Monday

Health Care

Okay, you know what, I've said it before but I'm going to say it again. Health care and health insurance are not the same frigging thing!

I know that the small brains of your typical voters have a hard time working this one out, so I'll speak in small words. Health care is when a doctor... sorry, healing guy, fixes your owie. It's when you go to the hospital... sorry, doctor place... sorry, healing guy building, and they make you all better. It's when the healing guy prescribes you medication... wait, I can't think of a dumb way to say that. Okay, the healing guy writes the stuff you don't understand on a little slip of paper and you go to the place with all the bottles that isn't a bar and hand the little slip of paper to the person behind the counter and you get pretty pills to take. That's health care.

You want to argue about the efficacy or relative superiority of the health care system in this country, be my guest. I think there are probably a few things which could be made better. But you know what? It's a totally different argument from whether the health insurance situation in this country is bad.

Let me put it to you this way. There are various laws which say that a lot of health care must be universal. For instance, if you show up at an emergency room with a bullet in your chest, they aren't allowed to throw you out because you're black, a woman, or of the wrong religion, to my knowledge anyway. Maybe they do, but they're not allowed to. And guess what, they're probably not supposed to throw you out if you don't have the money to pay them right now. I still don't know if that's true, and if it isn't, that's a problem with health care, not insurance. But let's just assume that emergency care cannot be denied. That's universal health care right there.

Not only that, but I'm fairly certain that if you show up at a plastic surgeon with a fistful of cash and want them to give you a nose job, they aren't allowed to kick you out because they don't like the cut of your jib. That's pretty universal there too. So this talk of "universal health care" is bogus. There's already universal health care. If you can pay for it and you need it done, brother, the doctor will be right with you.

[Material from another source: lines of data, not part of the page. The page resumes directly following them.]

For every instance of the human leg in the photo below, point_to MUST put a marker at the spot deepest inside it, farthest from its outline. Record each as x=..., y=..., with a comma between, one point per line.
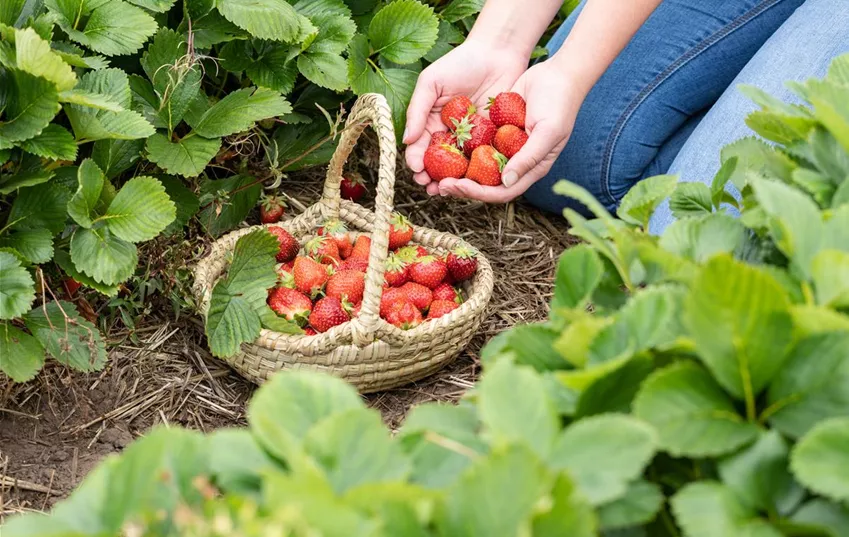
x=675, y=67
x=800, y=49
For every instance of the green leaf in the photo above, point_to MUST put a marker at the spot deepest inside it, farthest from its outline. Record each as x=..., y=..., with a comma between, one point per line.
x=528, y=415
x=140, y=211
x=103, y=256
x=436, y=463
x=239, y=110
x=570, y=513
x=691, y=199
x=396, y=85
x=91, y=124
x=403, y=31
x=291, y=142
x=305, y=398
x=236, y=207
x=823, y=514
x=275, y=20
x=116, y=156
x=187, y=157
x=640, y=202
x=268, y=64
x=21, y=355
x=53, y=143
x=640, y=504
x=807, y=391
x=185, y=201
x=738, y=318
x=30, y=105
x=578, y=274
x=36, y=245
x=40, y=207
x=159, y=6
x=34, y=56
x=82, y=204
x=707, y=509
x=66, y=336
x=830, y=274
x=820, y=460
x=702, y=238
x=460, y=9
x=113, y=27
x=63, y=259
x=354, y=448
x=17, y=288
x=325, y=69
x=591, y=451
x=759, y=474
x=692, y=415
x=495, y=496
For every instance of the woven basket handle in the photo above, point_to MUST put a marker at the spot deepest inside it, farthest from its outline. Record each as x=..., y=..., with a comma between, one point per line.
x=370, y=108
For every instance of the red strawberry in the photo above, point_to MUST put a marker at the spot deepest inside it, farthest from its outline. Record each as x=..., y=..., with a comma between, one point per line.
x=323, y=250
x=347, y=285
x=509, y=140
x=400, y=231
x=443, y=160
x=462, y=263
x=327, y=313
x=291, y=304
x=438, y=308
x=352, y=187
x=271, y=209
x=310, y=276
x=429, y=271
x=389, y=298
x=445, y=291
x=396, y=272
x=354, y=263
x=443, y=137
x=456, y=109
x=405, y=316
x=474, y=132
x=338, y=231
x=418, y=294
x=507, y=108
x=289, y=246
x=486, y=165
x=71, y=286
x=361, y=248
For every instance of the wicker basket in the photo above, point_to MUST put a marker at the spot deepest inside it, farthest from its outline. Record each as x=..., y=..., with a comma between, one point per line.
x=368, y=352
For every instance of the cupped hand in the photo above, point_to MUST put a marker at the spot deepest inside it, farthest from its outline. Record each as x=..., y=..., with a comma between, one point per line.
x=552, y=101
x=475, y=69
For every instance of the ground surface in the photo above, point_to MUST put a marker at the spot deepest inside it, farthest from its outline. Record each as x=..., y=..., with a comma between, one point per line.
x=55, y=429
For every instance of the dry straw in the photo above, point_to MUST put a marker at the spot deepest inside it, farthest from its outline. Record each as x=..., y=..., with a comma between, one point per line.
x=368, y=352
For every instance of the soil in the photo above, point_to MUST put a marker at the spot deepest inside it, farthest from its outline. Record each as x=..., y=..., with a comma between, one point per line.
x=56, y=428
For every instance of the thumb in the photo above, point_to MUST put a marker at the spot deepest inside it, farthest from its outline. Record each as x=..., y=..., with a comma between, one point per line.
x=421, y=103
x=542, y=141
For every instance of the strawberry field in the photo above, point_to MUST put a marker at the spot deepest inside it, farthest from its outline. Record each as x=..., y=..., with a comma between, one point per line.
x=619, y=384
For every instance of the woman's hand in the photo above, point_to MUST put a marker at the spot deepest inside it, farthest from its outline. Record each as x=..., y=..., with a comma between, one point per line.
x=552, y=106
x=476, y=69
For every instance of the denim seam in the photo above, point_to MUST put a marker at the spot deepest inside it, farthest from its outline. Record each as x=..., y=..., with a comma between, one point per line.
x=607, y=160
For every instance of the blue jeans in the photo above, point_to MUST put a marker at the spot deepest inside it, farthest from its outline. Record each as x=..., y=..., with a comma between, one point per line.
x=669, y=103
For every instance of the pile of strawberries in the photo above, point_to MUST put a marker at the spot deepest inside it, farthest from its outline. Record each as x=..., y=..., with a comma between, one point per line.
x=323, y=286
x=475, y=147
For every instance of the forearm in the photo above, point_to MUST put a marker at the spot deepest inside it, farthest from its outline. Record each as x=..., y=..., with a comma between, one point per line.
x=602, y=30
x=514, y=24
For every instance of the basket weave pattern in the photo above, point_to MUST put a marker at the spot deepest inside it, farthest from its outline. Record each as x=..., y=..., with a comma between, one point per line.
x=368, y=352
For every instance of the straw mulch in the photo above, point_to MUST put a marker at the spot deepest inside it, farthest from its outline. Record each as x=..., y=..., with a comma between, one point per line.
x=54, y=429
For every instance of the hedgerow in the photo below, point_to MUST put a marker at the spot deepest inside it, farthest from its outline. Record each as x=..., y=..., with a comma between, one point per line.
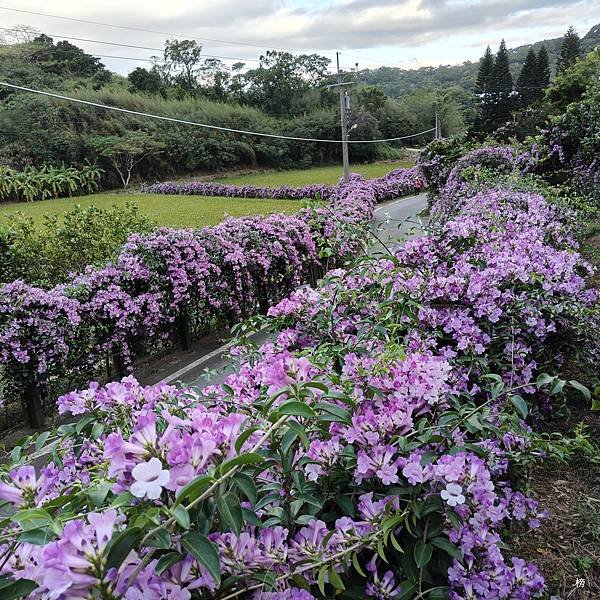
x=172, y=284
x=371, y=448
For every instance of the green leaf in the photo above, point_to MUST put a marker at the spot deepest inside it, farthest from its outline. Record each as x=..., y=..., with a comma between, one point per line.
x=252, y=458
x=357, y=566
x=295, y=408
x=243, y=438
x=84, y=422
x=447, y=546
x=97, y=493
x=246, y=485
x=32, y=518
x=407, y=590
x=337, y=413
x=159, y=539
x=182, y=516
x=581, y=388
x=38, y=537
x=336, y=580
x=166, y=561
x=544, y=379
x=321, y=579
x=287, y=440
x=16, y=589
x=41, y=440
x=423, y=553
x=204, y=551
x=121, y=545
x=520, y=405
x=193, y=489
x=230, y=510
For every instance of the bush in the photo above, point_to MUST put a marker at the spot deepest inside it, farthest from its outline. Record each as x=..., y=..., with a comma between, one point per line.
x=372, y=448
x=45, y=255
x=174, y=283
x=47, y=182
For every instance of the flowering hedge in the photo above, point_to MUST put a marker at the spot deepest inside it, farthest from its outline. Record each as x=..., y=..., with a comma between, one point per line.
x=176, y=280
x=369, y=449
x=397, y=182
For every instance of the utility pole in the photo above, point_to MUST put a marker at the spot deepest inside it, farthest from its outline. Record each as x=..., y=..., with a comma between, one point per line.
x=344, y=109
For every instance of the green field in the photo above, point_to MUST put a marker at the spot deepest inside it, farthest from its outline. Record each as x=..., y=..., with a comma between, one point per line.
x=198, y=211
x=169, y=211
x=298, y=177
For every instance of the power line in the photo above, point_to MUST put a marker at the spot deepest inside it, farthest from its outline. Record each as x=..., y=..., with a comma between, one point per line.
x=66, y=37
x=129, y=28
x=205, y=125
x=175, y=35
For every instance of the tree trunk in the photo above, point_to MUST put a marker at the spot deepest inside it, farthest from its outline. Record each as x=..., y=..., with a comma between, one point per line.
x=33, y=405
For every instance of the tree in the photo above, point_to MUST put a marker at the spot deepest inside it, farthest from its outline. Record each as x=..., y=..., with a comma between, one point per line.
x=570, y=85
x=570, y=50
x=528, y=87
x=125, y=152
x=144, y=80
x=484, y=76
x=371, y=98
x=501, y=87
x=214, y=79
x=183, y=57
x=280, y=81
x=543, y=68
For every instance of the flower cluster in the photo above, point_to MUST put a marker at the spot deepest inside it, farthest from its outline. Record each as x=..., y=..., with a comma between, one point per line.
x=367, y=445
x=213, y=275
x=399, y=182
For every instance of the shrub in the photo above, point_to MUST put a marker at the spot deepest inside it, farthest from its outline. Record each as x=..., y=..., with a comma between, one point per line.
x=370, y=448
x=177, y=282
x=45, y=255
x=47, y=182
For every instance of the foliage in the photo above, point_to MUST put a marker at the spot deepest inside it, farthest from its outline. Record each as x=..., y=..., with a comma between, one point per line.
x=437, y=160
x=85, y=236
x=570, y=85
x=126, y=151
x=170, y=278
x=372, y=447
x=570, y=50
x=47, y=182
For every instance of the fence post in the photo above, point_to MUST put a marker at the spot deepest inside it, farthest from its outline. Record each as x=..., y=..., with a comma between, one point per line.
x=33, y=405
x=183, y=330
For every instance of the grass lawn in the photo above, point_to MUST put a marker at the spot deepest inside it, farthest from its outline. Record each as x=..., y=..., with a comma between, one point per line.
x=198, y=211
x=298, y=177
x=171, y=211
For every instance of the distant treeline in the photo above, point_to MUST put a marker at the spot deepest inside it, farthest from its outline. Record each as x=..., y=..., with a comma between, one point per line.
x=284, y=95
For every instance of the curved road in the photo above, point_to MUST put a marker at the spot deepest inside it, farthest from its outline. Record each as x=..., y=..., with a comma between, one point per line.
x=396, y=221
x=393, y=223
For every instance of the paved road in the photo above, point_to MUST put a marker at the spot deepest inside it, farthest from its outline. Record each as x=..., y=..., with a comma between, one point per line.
x=393, y=223
x=397, y=221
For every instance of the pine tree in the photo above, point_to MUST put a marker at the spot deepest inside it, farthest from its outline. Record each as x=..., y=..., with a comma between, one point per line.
x=570, y=50
x=501, y=85
x=486, y=67
x=543, y=68
x=528, y=82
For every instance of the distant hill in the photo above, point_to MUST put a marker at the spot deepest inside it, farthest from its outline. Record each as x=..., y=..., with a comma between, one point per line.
x=396, y=82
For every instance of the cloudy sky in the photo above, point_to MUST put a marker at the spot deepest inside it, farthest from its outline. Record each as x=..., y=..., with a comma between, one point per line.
x=406, y=33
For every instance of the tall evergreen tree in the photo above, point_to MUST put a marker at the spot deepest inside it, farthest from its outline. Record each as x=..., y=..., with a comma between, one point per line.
x=501, y=86
x=543, y=68
x=484, y=75
x=570, y=50
x=528, y=88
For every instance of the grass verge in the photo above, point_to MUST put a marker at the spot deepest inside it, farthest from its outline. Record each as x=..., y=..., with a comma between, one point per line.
x=167, y=211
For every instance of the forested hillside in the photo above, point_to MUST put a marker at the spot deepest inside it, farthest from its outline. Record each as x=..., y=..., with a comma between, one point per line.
x=397, y=82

But see, if you can pay for it yourself, you don't need health insurance. It might be cheaper if you had it, but if you're independently wealthy, you can pay your entire doctor's bill in singles if you'd like (say, if you happened to be a very popular stripper). Health insurance is insurance, not "you can't get medical attention without this." It covers the expenses you can't afford to pay for yourself, in exchange for a regular fee. It's not in insurance companies' best interest to insure people who are going to take out more than they put in.

But that's beside the point. The point is that health care is different from health insurance. If your doctor accidentally cuts your leg off, that's a problem with health care. If your insurance company raises your fees 200% and you can no longer afford them, that's an insurance problem. That's why people go to Mexico for medical attention; they don't have insurance, and as a result, they cannot afford to pay for their health care. That's not a problem with a lack of universality of health care in the United States, it's a problem of money, and to a lesser extent, insurance. The health care is still universal, and what's more, it's universally expensive.

So I'm tired of hearing people bitch and moan about "universal health care." We've got it. Universal insurance, on the other hand, we don't have. And a cost-effective health care system, universal though it might be, we also don't have. And those problems have very little to do with simple issues. Health care costs too much because of insurance, specifically malpractice insurance. Drugs cost too much because we like them to be regulated. Sure, you can go to Mexico, where if a doctor cuts your leg off or your aspirin is tainted with lead, you have very little recourse. And it's cheaper. Ponder that, melonheads.